Sunday 2 October 2016

'His Bloody Project' (2015) Graeme Macrae Burnet



It's been a long time since I've written on this blog. It should have been added to at least twice (Jane Eyre  and Olive Ketteridge if you were asking) and possibly more, but as the Man Booker Prize short list has been compiled, this seems as good a time as any to start the blog up again.

I will cut to the chase: this novel is superb. Set in a village on Scotland's West Coast, it consists of 'Documents relating to the case of Roderick Macrae.' The first part is Roderick Macrae's testimony written in prison whilst he awaited trial; the second part is a summary of the court case. Mixed in are witness testimonies and medical reports.

This novel has echoes of The Collector by John Fowles and Engleby by Sebastian Faulks as we are treated to a protagonist (at least in the first section) who is guilty of heinous crimes.
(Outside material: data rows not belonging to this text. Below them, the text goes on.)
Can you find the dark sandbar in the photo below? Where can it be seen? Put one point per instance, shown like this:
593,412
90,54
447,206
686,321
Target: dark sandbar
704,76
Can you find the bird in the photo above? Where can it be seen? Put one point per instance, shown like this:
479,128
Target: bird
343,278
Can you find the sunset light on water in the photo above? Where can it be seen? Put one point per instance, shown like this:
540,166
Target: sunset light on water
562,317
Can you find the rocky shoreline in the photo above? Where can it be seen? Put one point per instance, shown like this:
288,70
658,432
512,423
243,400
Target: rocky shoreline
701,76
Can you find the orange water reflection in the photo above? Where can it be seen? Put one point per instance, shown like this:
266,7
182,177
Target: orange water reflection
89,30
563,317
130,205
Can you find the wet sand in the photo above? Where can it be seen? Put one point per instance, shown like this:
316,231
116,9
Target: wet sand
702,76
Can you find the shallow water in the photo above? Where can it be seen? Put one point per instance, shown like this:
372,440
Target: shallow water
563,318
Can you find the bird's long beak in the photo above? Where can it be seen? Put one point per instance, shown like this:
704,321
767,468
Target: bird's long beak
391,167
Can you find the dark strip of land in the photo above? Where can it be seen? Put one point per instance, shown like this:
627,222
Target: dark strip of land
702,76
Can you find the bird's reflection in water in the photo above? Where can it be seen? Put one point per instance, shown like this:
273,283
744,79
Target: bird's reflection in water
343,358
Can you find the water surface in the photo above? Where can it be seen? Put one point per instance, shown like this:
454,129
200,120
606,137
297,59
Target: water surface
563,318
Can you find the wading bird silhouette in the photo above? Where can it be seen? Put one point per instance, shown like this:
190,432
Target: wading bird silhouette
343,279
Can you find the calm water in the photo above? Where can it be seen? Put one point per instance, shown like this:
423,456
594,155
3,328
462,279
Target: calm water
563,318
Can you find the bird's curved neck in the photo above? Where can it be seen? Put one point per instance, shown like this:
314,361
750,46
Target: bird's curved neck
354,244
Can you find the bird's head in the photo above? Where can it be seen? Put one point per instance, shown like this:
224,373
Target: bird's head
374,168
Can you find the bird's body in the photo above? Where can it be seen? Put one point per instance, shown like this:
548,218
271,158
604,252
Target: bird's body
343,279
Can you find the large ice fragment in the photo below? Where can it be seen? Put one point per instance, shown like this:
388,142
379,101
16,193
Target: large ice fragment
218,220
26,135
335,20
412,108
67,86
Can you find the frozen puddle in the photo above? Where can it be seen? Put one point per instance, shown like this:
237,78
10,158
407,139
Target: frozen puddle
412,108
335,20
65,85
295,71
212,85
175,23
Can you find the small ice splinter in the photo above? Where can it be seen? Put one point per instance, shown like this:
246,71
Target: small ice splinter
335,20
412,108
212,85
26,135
However, whereas Frederick Clegg in The Collector is downright sinister, and Engleby is unusual to say the least from the opening, Roderick Macrae is someone that the reader empathises with and roots for in the trial.

There is so much that can be read into this novel. There is ample opportunity for a Marxist critique of how the village shares land; one could write a dissertation on the questionable madness of Roderick Macrae; the evident research of the author to explore what life was like in the highlands in the 1800s gives a fascinating insight into Scottish rural history.

I cannot write too much about the way the novel goes in terms of its storyline as it twists, turns and teases the reader. The fact that you do not know who two of the antihero's victims are until late on adds to the intrigue installed by Graeme Macrae Burnet. I finished this two days ago - I still do not know how I feel about Roderick by the end which by my reckoning is not a bad thing.



I wrote on one of the football forums that I frequent that I thought that this was an 8.5/10 novel. However, what am I marking it down on? I don't think that there is much wrong with that novel whatsoever. It was a surprise entry for the Booker Prize, with the novelist being relatively unknown and the publishing house not being one of the big hitters. However, not unlike its setting it is a hidden gem. Not everyone will have heard of it but when they experience it they will remember it for a long time.



As a footnote, after reading this I rushed to Amazon to buy Graeme Macrae Burnet's debut novel, The Disappearance of Adele Bedeau. After seeing the paperbacks only being available for circa. £25, I disappeared faster than the unfortunate Adele.